GENOVA, 17 DIC – Non chiamatela festa, perche' in via Fereggiano, nel quartiere di Genova Marassi massacrato dall'alluvione del 4 novembre scorso, il Natale non sara' una festa.
Nonostante le luminarie che il Municipio della Bassa val Bisagno ha promesso di mettere giu', ai piedi di via Fereggiano, nonostante la kermesse destinata a raccogliere fondi con concerti e performance teatrali promosse dai comitati di quartiere, nonostante gli sforzi dei pochi commercianti che hanno avuto il coraggio di attaccare qualche addobbo colorato alle vetrine, il profumo della festa non scaccia l'odore del fango.
Sono passati 45 giorni da che questo fiumiciattolo senza storia e' diventato un mostro di acqua e terra che ha divorato sei persone prima di abbattersi sul quartiere. Quarantacinque giorni dopo quell'inferno e' davvero quasi Natale ma, dice Iolanda che vive qui e il 4 novembre se lo ricorda bene, ''mica c'e' voglia di fare festa. Se non fosse per i bambini, lasceremmo perdere. Non abbiamo granche' da festeggiare''. In fondo alla strada, prima di cominciare ad arrampicarsi, alcuni negozi hanno riaperto. Nel piccolo bar, dove i pensionati giocano a carte, sono apparse le sfere colorate e i rami di abete. Ma sui muri della strada ancora fa mostra di se' la linea scura dell'onda di fango che quel giorno si e' abbattuta su Marassi, gli schizzi, le impronte delle mani. ''Non abbiamo piu' niente'': Anna, giovane madre, si porta Niccolo' in una specie di port-enfant improvvisato. Il passeggino e' sparito nel fango e soldi per comprarne un altro non ci sono. ''Abbiamo perso tutto. Come si fa a pensare al Natale?''.
E Renato che esce di mattina a portare a spasso il cagnetto Cirillo ricorda l'ultimo Natale a casa dei suoi: ''Se dovessi sperare in un regalo sotto l'albero, chiederei che chi ci governa abbia piu' cura dei cittadini.

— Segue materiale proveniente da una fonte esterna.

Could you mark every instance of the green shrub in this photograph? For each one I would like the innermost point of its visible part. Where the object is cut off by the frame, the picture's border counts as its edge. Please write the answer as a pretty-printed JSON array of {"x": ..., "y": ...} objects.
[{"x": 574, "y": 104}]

Che ci sia piu' controllo per evitare se possibile quanto e' successo''. Cirillo guarda il padrone: anche lui, racconta Renato, quel giorno se l'e' vista brutta. Era fuori da solo quando e' arrivata l'onda di fango e per un pelo e' riuscito a scappare. Piu' che ricordi, incubi.
Non sara' Natale, per questo quartiere: anche se ''e' necessario tirarsi su per i figli – ha detto Rina che gestisce la pasticceria della piazza -, bisogna rimboccarsi le maniche e andare avanti. Natale sara' triste, ma dev'essere Natale, almeno per i bambini''.
Sulle palazzine piu' alte spuntano uno-due pupazzi di Babbo Natale e c'e' anche qualche lucina. Ma e' l'atmosfera che non c'e' perche' non c'e' gioia. E festa non sara', nemmeno quella organizzata dal Municipio con i Civ e alcune associazioni: il concerto nella palestra per ringraziare i ragazzi che a migliaia sono venuti a spalare fango, gli artisti emergenti in piazza per una serata di rock. Tutto per raccogliere i soldi e consentire alla gente del Fereggiano di ripartire anche costituendo un fondo per le fidejussioni bancarie. Ricordare per ripartire, e ripartire dal Natale, se e' vero che questo giorno e' di per se' giorno di speranza.